Стапели похожи на орлиные гнезда. Только сложены они не из веток, а из бревен. Переплет этот густой, не сразу различишь людей, снующих на ярусах, и то огромное, крутобокое, что растет, вызревает в том гнезде.
Петр Михайлов пробует деревянные ребра будущих кораблей. Крепки, добротны. Осматривает мачты, не суковаты ли, достаточно ли упруги. Вымеряет пушечные настилы, просторны ли. Лазает в трюмы, возвращается оттуда, измазанный в смоле, бесконечно довольный.
Всего дольше пробыл капитан бомбардирский на самом большом стапеле. Здесь строится 28-пушечный корабль, настоящая плавучая крепость.
— Перед такой махиной первейший адмирал шляпу снимет, — говорит Петр своим спутникам.
Отсюда ему не уйти. Прикидывает, как батареи ставить. Обо всем на свете позабыл.
Комендант, приподнимаясь на носки, давно уже о чем-то докладывает. Ничего не поделаешь. Надо прощаться с будущим кораблем.
Петр шагает прочь, и все на фрегат оглядывается. С высоты своего огромного роста капитан бомбардирский, наверно, видит то, что другим не разглядеть.
Но вот над шумом и сутолокой, перекрывая все голоса, звучит остерегающее:
— У стапеля — бо-ойся!
Сергей Леонтьевич увидел плотников с топорами в руках, бегущих к крайнему гнезду, нависшему над рекой.
Переданная от человека к человеку, многоголосо повторенная команда означает, что сейчас начнется трудное и очень важное.
Плотники застыли, занеся топоры над бревнами. Старшóй — он только по званию своему старшóй, годами молод, и голос у него ликующий, звонкий:
— Упоры, нáпрочь!
На стапеле ничего не происходит. Только слышно, как стучат топоры. Бухвостов ждет. Но все остается так, как было. Неподвижно орлиное гнездо над водой.

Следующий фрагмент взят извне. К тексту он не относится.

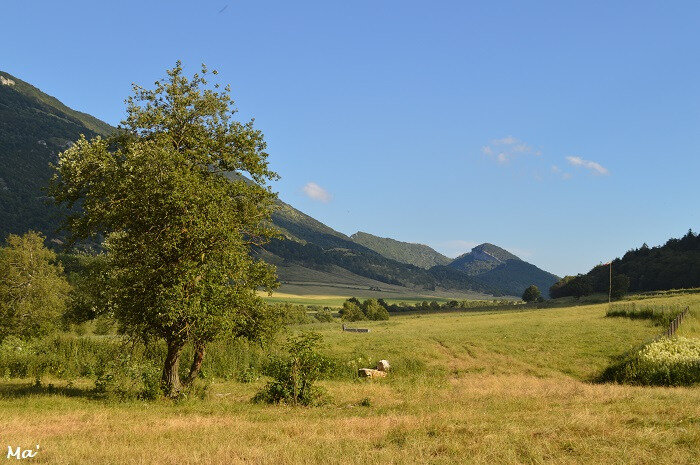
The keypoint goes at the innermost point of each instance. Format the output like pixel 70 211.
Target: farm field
pixel 483 387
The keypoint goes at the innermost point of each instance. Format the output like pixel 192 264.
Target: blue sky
pixel 566 133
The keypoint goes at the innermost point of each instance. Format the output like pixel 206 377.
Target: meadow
pixel 515 386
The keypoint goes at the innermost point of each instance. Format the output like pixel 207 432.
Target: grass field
pixel 486 387
pixel 337 300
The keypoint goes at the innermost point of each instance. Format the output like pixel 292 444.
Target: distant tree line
pixel 674 265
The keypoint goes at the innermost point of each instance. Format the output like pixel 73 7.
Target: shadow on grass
pixel 18 390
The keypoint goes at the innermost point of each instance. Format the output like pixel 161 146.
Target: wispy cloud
pixel 559 172
pixel 507 148
pixel 316 192
pixel 595 168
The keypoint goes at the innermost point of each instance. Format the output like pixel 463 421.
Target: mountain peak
pixel 496 252
pixel 419 255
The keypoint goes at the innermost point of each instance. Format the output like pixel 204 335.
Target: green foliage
pixel 293 376
pixel 178 218
pixel 474 305
pixel 370 309
pixel 33 288
pixel 666 362
pixel 128 378
pixel 575 286
pixel 660 315
pixel 351 312
pixel 532 294
pixel 373 310
pixel 89 298
pixel 619 286
pixel 35 127
pixel 419 255
pixel 674 265
pixel 293 314
pixel 324 315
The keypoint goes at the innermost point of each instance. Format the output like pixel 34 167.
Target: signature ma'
pixel 19 454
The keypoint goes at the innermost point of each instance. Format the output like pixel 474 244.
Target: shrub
pixel 373 310
pixel 324 315
pixel 293 314
pixel 351 312
pixel 666 362
pixel 128 378
pixel 660 315
pixel 293 377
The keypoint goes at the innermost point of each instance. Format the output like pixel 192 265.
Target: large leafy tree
pixel 532 294
pixel 179 218
pixel 33 288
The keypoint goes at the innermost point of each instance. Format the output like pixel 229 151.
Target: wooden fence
pixel 673 327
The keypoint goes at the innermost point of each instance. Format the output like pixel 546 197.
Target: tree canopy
pixel 532 294
pixel 179 218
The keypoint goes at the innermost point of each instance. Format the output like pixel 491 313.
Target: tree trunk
pixel 196 363
pixel 171 377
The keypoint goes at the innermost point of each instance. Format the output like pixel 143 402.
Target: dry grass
pixel 469 388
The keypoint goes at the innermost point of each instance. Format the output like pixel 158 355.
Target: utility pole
pixel 610 287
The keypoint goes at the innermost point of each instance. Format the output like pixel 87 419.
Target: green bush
pixel 324 315
pixel 129 378
pixel 660 315
pixel 373 310
pixel 351 312
pixel 293 376
pixel 666 362
pixel 293 314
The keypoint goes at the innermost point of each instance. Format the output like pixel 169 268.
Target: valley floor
pixel 508 387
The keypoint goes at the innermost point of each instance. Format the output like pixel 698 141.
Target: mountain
pixel 311 252
pixel 419 255
pixel 311 258
pixel 674 265
pixel 496 268
pixel 34 128
pixel 482 258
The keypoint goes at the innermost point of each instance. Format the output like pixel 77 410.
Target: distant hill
pixel 405 252
pixel 34 128
pixel 674 265
pixel 482 258
pixel 496 268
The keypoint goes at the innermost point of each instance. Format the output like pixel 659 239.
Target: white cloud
pixel 562 174
pixel 316 192
pixel 508 140
pixel 507 148
pixel 596 168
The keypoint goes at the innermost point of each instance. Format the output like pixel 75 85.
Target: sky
pixel 565 132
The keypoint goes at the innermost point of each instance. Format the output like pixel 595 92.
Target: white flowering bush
pixel 666 362
pixel 671 351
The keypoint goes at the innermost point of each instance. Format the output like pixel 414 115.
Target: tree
pixel 179 219
pixel 373 310
pixel 33 288
pixel 532 294
pixel 620 285
pixel 351 311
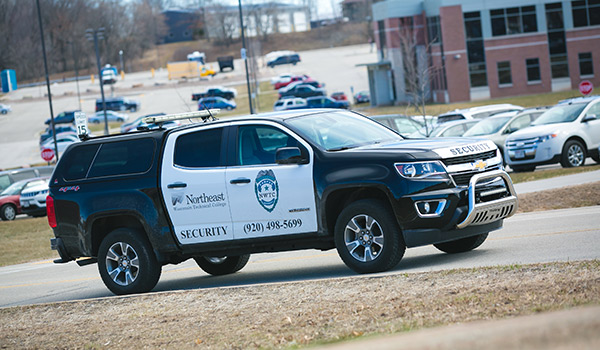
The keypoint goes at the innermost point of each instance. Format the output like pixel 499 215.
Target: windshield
pixel 560 114
pixel 487 126
pixel 336 131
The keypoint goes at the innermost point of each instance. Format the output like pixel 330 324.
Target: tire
pixel 367 237
pixel 523 168
pixel 218 266
pixel 8 212
pixel 127 263
pixel 573 154
pixel 462 245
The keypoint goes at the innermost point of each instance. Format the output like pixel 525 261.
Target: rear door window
pixel 123 157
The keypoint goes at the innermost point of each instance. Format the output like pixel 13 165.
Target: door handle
pixel 241 180
pixel 177 185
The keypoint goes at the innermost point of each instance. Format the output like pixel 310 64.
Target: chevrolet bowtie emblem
pixel 479 165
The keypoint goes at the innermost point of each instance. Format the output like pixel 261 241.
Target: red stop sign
pixel 47 154
pixel 586 87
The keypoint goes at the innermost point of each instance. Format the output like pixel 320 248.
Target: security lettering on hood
pixel 467 149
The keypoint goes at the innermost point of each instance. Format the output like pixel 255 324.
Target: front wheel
pixel 225 265
pixel 8 212
pixel 462 245
pixel 127 263
pixel 573 154
pixel 368 238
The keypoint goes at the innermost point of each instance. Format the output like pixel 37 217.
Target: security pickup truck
pixel 217 191
pixel 226 93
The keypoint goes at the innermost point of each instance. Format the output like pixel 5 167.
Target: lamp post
pixel 47 79
pixel 243 54
pixel 94 35
pixel 121 60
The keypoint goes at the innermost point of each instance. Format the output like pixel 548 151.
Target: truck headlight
pixel 422 170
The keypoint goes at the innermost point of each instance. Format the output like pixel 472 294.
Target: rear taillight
pixel 50 211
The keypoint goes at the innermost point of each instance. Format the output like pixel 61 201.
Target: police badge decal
pixel 266 189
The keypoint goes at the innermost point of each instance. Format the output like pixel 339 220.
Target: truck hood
pixel 442 147
pixel 538 130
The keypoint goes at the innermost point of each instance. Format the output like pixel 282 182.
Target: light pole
pixel 95 34
pixel 47 79
pixel 121 59
pixel 243 54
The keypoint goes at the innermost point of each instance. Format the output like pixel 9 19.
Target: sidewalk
pixel 569 329
pixel 557 182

Вдруг в толпе подкинули шапки вверх, закричали:
— Пошел! Пошел!
Хруст, треск размочаленных бревен. Из гнезда медленно, а через минуту все быстрей, быстрей скользила громада. С полозьев, по которым она двигалась, полыхнуло пламенем. Всех обдало едким дымом.
Взметнув высокую стену воды, сразу рассыпавшуюся брызгами, на реке покачивается корпус корабля.
Сергей Леонтьевич видит, как бомбардирский капитан хватает старшóго, прижимает его к груди и крепко целует.
— Спасибо, Федос, — говорит Петр.
Так вот он какой, ладожский корабельщик…
К только что спущенному фрегату спешат лодки. Закидывают канаты, как оброть на неезженного коня. Корабль по узкому каналу отводят в «ковш» — пруд с тихой водой. Сотни рук тотчас принимаются доделывать, оснащать новорожденного богатыря.
То, что в этот день увидел Сергей Леонтьевич, было не просто рождением корабля. Рождался морской Балтийский[13] флот. Суровая Ладога становилась его колыбелью.
В Свирском устье развело высокую волну. Белые барашки бежали в гору, к серому небу. Петровская шнява готовилась к отплытию.
Бухвостов собирался взойти на борт, когда услышал, что его кто-то зовет.
На пристани стоял олонецкий батюшка Иван Окулов. Приметно было, что он спешил, опасаясь не застать шняву. Прерывисто дышал. Только крест на затрапезной поддевке выдавал его сан.
Сержант положил руки на плечи старика и почувствовал, что плечи дрогнули.